4 large eggs, beaten
1 cup dark corn syrup
¾ cup granulated sugar
¼ teaspoon kosher salt
Pinch finely ground black pepper (optional)
1 tablespoon vanilla extract
3 tablespoons unsalted butter, melted
1 unbaked 9-inch pie shell
1 ¼ cups pecan halves
1 recipe Bourbon Chantilly Cream
Preheat oven to 375°F.
In a large bowl, combine eggs and corn syrup; stir to combine. Add sugar, salt, pepper, and vanilla, and melted butter. Allow filling mixture to rest while you place the pecans in the pie shell.
Remove your pie shell from the refrigerator.
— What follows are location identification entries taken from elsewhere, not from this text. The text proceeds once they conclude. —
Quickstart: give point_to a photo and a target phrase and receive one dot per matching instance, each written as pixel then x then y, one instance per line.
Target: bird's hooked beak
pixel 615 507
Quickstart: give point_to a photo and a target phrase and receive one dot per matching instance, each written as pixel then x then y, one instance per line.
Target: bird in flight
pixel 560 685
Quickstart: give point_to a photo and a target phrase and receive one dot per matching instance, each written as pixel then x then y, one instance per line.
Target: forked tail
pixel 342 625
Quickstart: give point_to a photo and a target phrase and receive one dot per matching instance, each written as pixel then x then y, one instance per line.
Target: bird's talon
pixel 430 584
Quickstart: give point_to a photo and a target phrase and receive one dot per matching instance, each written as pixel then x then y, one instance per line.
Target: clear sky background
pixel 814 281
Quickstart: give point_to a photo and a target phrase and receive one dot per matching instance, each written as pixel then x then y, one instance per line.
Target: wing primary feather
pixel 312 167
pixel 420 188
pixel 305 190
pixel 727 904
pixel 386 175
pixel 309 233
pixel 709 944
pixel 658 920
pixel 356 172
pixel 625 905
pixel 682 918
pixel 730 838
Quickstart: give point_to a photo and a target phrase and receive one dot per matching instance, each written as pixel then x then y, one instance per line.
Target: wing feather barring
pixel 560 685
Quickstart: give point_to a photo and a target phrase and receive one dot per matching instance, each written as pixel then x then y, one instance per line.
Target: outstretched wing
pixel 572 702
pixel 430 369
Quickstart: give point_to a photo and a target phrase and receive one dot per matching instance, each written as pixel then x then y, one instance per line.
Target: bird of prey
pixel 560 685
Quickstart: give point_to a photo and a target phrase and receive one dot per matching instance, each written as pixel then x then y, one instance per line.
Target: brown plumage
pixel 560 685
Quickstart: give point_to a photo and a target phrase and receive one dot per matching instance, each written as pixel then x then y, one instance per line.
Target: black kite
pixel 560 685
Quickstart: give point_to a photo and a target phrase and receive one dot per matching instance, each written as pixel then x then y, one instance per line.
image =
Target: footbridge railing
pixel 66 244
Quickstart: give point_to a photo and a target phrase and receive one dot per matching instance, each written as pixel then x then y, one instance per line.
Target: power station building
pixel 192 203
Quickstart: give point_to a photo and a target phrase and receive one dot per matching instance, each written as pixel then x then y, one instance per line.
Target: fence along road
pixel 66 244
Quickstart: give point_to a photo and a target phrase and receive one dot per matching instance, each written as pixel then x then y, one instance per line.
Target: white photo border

Place pecans in concentric circles on the bottom of the pie shell. Pour filling gently over the pecans following the concentric circles as a path. Once all of the pecans are floating, continue to pour the remaining filling around the edge trying not to disturb the circles. If you have left over pecans, you can fill in gaps and or slide them gently underneath the top pecans. Bake pie in the center of the oven 40-50 minutes or until center is firm. Remove pie from oven and cool on a baking rack for at least 1 hour before serving. Do not even think about cutting this pie before it cools — the pie needs the cooling time for the filling to set — if you cut it hot the filling will ooze all over the plate.
Cut pie into wedges and serve with a generous dollop of Chantilly Cream.
Cook’s note: Pecans have a tendency to go rancid quickly (as do all high fat nuts.) Store nuts in the freezer for best results.
Bourbon Chantilly Cream
Makes 2 cups
Chantilly Cream is the cooking term for any lightly sweetened whipped cream that includes a liqueur.
2 cups heavy whipping cream
1 tablespoon bourbon
2 tablespoons powdered sugar
Place your bowl and whisk in the fridge 20 minutes before you are ready to whip the cream. Whip the creamwith bourbon and powdered sugar. Keep covered in the refrigerator until ready to use.
Cook’s note: Substitute 3 teaspoons of vanilla if you’d rather skip the bourbon.